If you make a spouse (or ex-spouse) the controller (Trustee) of the trust, you expect that the children will benefit eventually. Chances are good that events will go as planned, but... if your spouse ends up with another spouse, then the spouse dies, your children could be removed and the children of the new spouse could get it all. It might be best if you pick a non-spouse (non-future ex-spouse or widow) to be a trustee, such as your sister, brother, or best friend.
If you know that providing for your kids from a prior marriage will cause conflict, keep the trust and all arrangements private between yourself and the trustees.
Insurance and Retirement Benefits
If your first spouse is still named as beneficiary of your life insurance policy, you need to change that designation; unless it is part of your divorce agreement that your ex-spouse has to remain as beneficiary. If that is the case, you may want to purchase additional life insurance to benefit your new spouse. Keep in mind that if your new spouse inherits the proceeds, there is no guarantee your children (of the 1st marriage) will benefit. If your children inherit, your new spouse may not get anything.
One solution would be to create a Private Asset Trust and name that trust as the beneficiary of the life insurance proceeds. When you die, the proceeds will fund the trust and then you can specify how the funds are distributed. You could either give both your spouse and your children access to the trust funds, or you could give your spouse access alone until he or she passes, and then the trust goes to the children.
True Value of Retirement
The true value of retirement accounts. Older couples that are divorcing need to review their retirement accounts in terms of value, not the balance currently in those accounts. Because retirement savings are taxed upon withdrawal, the value is only about 65 percent of what the statement says it is. This review is especially important for couples divorcing in community property states, where assets are usually divided equally ? if one of you takes the house and the other one gets the retirement accounts, it may not be equitable over time.
True Value of Social Security
Not undervaluing Social Security. If you were married for more than 10 years, your ex-spouse has a claim to your benefits after age 62, which should be considered in alimony and asset division negotiations.
True Value of of Alimony
Be careful in valuing alimony. Counting on monthly payments from an ex-spouse after age 50 gets riskier with each passing year. To protect alimony payments, you may want to get a life insurance policy on your ex-spouse.
No Kids? - More Questions
Considering the kids. Even if the children are long gone, you may still want to a Private Asset Trust to protect their inheritance. You can create a Private Asset Trust now that will protect assets for your children in case of any divorce, including theirs.

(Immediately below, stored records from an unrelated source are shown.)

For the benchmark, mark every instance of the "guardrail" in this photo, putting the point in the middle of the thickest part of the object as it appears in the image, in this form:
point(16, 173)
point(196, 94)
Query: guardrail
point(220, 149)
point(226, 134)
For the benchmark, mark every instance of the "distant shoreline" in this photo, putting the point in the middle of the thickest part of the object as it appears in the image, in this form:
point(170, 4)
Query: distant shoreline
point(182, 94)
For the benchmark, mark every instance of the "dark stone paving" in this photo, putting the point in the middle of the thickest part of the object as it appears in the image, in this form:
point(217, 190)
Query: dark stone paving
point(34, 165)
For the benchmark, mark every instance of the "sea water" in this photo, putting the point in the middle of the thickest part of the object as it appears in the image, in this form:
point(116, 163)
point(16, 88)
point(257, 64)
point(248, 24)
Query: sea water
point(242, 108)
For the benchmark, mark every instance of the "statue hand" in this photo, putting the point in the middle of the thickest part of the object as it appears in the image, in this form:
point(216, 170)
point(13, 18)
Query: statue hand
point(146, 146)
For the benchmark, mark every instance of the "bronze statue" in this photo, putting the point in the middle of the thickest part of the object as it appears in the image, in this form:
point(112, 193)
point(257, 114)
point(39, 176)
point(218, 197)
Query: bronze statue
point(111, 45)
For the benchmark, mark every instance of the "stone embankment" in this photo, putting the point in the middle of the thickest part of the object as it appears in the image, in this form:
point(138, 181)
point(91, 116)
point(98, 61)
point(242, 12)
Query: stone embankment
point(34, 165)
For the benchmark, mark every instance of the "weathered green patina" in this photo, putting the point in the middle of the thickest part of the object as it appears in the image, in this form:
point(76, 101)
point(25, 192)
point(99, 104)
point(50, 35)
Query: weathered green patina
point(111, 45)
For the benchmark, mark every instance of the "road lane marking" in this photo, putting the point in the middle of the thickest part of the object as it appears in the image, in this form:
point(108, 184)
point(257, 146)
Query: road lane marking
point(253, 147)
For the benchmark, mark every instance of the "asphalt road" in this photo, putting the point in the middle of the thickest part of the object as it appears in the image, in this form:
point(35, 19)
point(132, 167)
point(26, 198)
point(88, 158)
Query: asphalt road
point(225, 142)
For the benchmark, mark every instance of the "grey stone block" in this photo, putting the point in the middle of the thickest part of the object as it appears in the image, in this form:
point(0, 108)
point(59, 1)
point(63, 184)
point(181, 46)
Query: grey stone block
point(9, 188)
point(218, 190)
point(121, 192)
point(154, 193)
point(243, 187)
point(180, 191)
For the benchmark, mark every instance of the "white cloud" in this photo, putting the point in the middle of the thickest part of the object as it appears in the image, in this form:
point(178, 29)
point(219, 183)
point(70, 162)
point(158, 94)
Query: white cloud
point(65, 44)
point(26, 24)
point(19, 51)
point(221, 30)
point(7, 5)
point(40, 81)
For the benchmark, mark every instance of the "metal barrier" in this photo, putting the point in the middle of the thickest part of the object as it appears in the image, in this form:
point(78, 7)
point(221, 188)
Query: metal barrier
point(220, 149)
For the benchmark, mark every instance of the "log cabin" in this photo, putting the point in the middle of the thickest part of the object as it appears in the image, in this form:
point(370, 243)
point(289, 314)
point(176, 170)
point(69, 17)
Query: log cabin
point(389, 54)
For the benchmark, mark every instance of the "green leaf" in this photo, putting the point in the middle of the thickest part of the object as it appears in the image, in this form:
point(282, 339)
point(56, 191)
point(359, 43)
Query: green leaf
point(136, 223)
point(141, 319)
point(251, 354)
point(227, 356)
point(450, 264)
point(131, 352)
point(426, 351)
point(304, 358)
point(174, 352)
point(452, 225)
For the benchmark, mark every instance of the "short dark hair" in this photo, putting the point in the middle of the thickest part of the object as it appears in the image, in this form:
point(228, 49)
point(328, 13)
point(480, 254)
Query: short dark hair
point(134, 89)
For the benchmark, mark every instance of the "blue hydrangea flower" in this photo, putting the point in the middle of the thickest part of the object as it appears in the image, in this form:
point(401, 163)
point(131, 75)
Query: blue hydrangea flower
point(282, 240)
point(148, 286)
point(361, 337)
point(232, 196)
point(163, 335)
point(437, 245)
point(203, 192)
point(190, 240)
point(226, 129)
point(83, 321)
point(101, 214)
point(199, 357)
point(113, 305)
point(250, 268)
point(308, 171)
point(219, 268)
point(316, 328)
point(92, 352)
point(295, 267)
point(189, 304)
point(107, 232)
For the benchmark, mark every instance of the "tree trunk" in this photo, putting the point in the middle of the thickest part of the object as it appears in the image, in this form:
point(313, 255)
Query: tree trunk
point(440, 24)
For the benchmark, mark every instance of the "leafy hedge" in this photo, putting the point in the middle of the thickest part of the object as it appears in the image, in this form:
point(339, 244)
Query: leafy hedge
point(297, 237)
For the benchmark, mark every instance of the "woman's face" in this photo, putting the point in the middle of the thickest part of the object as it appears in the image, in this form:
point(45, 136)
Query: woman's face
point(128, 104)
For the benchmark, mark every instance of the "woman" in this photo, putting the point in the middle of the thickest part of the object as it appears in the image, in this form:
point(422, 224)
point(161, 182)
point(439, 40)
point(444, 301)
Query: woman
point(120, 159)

Review and Modify the Trust Often
As children become older and mature, consider changing benefits, beneficiaries, and backup controllers (trustees). You can make a beneficiary that has attained majority (18 years old in most jurisdictions) into a trustee, even though they retain the beneficial interest. Just be certain that they are mature, familiar with business and contracts, and that they will be fair to other beneficiaries, if there are any.
There is no limit as to how many trusts can be created. We suggest separate trusts for each significant asset, and/or a separate trust for each separate group of beneficiaries. Separation creates safety and reduces or eliminates conflicts.
Consult with an Estate Planner
If either of you have children from previous marriages, consulting with an estate planner is a must. Even if you do not have significant assets, you will need to update your will, powers of attorney, health care proxy designations, and more. An estate planner can also help you figure out how to use trusts for protecting assets for the children.
A Prenuptial Asset Protection Trust
Such an arrangement does NOT require permission, signatures, negotiations, or even disclosures to the future spouse. If you created an Asset Protection Trust in advance of a committed relationship, you would retain total control of trustees (yourself) and beneficiaries (you and the future spouse). If the relationship endures, things stay the same, or you modify beneficiaries to include children. If it ends, you simply remove the spouse from the list of beneficiaries.